VGE PromptGuard v1g: Open-Weight Prompt Injection Detection Model
What Is VGE PromptGuard v1g
VGE PromptGuard v1g is the core detection engine running inside Vigil Guard Enterprise. It classifies text inputs as SAFE or INJECTION in real time, protecting LLM-powered applications from direct attacks, jailbreaks, and indirect injections hidden in code, tool outputs, and user-supplied content.
The model is built on DeBERTa v3 Small architecture: 44 million parameters, 6 layers, 768 hidden dimensions. Small enough to run inference on CPU in real time. Precise enough to outperform models an order of magnitude larger on prompt injection benchmarks.
We are releasing it on Hugging Face under CC BY-NC 4.0 for research and non-commercial use. The production version ships as part of Vigil Guard Enterprise with full preprocessing pipeline, ONNX optimization, and managed deployment.

Built for Agentic AI Systems
Most prompt injection detectors analyze user messages in isolation. That works when the user types directly into a chatbot. It falls apart when AI agents start calling external tools, processing API responses, and executing multi-step workflows.
VGE PromptGuard v1g was trained on code from the Masked Language Model phase onward. It understands source code structure, tool output formats, and function return patterns. The model ships with a 3-tier preprocessing pipeline that extracts payloads after APIResults, ToolOutput, and FunctionReturn markers, catching injections embedded deep inside agentic workflows.
On the LLM-PIEval benchmark (750 samples of agentic injection scenarios), VGE PromptGuard v1g achieves a 97.5% detection rate with the payload extraction pipeline.
Performance vs Size
Tested on Protect AI's own validation dataset (3,227 samples across 7 splits). The same test set, the same label mapping, independently reproducible. VGE PromptGuard v1g delivers 2x higher overall F1 while maintaining a false positive rate below 1% on production-representative benign traffic.
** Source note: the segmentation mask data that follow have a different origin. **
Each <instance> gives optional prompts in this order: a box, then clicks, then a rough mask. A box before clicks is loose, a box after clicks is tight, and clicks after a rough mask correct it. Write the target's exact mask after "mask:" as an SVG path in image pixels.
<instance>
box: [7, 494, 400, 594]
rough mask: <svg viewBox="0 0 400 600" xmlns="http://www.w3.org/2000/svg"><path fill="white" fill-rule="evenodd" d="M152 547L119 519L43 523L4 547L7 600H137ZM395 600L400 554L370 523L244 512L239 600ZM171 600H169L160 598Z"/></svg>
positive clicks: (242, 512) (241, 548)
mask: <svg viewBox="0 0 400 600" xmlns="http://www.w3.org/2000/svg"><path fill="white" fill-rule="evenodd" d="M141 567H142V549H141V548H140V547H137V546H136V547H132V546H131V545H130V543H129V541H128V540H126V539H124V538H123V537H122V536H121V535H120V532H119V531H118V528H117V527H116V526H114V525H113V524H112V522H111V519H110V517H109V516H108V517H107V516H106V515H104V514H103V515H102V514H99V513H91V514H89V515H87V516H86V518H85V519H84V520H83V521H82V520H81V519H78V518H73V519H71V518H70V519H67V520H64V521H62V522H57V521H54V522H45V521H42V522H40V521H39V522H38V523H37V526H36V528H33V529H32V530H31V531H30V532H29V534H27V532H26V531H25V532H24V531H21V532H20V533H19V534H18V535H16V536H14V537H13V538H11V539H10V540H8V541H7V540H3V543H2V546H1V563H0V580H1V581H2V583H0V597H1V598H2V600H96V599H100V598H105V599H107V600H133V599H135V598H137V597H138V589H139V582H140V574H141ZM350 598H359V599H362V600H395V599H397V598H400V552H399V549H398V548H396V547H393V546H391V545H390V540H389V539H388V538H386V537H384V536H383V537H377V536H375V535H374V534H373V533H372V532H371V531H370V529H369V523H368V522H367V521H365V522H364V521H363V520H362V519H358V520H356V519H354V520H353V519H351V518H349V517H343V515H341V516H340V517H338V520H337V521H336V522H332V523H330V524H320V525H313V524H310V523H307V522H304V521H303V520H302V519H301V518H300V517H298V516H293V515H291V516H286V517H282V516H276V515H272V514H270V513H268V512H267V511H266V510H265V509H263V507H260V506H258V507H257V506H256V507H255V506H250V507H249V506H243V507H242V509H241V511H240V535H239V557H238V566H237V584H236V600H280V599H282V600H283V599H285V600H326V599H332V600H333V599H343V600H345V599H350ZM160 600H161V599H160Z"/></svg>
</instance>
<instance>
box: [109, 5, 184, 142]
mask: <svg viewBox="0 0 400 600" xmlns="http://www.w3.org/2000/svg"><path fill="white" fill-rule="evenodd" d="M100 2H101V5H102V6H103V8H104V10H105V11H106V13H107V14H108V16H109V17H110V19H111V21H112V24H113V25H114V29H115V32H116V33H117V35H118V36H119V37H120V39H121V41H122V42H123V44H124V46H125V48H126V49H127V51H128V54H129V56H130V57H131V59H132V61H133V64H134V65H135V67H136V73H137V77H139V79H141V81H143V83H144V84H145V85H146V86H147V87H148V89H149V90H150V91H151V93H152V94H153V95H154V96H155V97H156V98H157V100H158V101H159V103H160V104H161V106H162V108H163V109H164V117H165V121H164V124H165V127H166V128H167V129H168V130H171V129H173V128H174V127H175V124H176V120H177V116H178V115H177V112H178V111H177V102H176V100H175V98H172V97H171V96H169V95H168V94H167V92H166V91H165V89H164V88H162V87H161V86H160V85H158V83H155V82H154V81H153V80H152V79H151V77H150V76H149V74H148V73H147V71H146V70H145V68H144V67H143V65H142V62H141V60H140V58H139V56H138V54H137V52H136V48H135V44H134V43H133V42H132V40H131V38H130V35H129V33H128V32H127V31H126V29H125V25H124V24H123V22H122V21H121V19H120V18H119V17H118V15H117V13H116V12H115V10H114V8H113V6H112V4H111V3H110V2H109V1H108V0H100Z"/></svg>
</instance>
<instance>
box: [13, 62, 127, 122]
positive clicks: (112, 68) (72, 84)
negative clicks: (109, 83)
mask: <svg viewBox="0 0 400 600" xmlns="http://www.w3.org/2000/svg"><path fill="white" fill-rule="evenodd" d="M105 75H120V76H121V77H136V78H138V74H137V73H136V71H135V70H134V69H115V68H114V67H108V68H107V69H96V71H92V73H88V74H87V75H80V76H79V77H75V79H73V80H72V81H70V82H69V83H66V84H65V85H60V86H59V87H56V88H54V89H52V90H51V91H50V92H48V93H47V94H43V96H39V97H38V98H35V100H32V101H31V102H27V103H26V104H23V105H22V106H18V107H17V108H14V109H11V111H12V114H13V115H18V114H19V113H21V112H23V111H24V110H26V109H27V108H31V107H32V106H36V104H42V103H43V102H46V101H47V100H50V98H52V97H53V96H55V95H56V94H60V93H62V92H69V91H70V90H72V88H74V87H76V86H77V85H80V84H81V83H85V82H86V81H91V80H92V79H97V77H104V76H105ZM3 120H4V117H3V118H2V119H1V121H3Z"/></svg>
The FPR difference matters in practice. A model that flags 42.5% of benign prompts as injections is unusable in production. Every false alarm erodes trust and creates operational noise. At 0.0% FPR on the gold benchmark and under 2.2% on ToxicChat, VGE PromptGuard v1g operates without alert fatigue.
| Metric | VGE PromptGuard v1g | Protect AI v2 (base) |
|---|---|---|
| Overall F1 | 0.934 | 0.452 |
| Direct injection F1 | 0.981 | — |
| INJ Recall (direct) | 96.7% | — |
| FPR (benign prompts) | 0.0% | 42.5% |
| Agentic detection | 97.5% | — |
| Parameters | 44M | 86M |
Language and Code Coverage
Primary language support covers English and Polish, both trained on native corpora, not machine-translated. Polish business prompts, tool-use scenarios, and conversational exchanges are classified with near-zero over-defense (2.5% FPR on the Polish benchmark).
The model also handles code-context classification. Trained on source code during the MLM domain adaptation phase, it detects prompt injections hidden inside code snippets, function definitions, and inline comments. On the BIPIA code benchmark, VGE PromptGuard v1g achieves 100% recall (the base model scores 0%).
Extended coverage for 5+ additional languages is available through the VGE platform's content moderation layer.
How to Use It
The model is available at huggingface.co/VigilGuard/vigil-llm-guard. It supports PyTorch inference, ONNX Runtime for optimized CPU deployment, and the full preprocessing pipeline for production use with long prompts and agentic contexts.
For production deployments, VGE PromptGuard v1g runs inside Vigil Guard Enterprise with automatic scaling, SIEM integration, and managed policy enforcement. Install VGE with a single command and the model is deployed, configured, and monitored out of the box.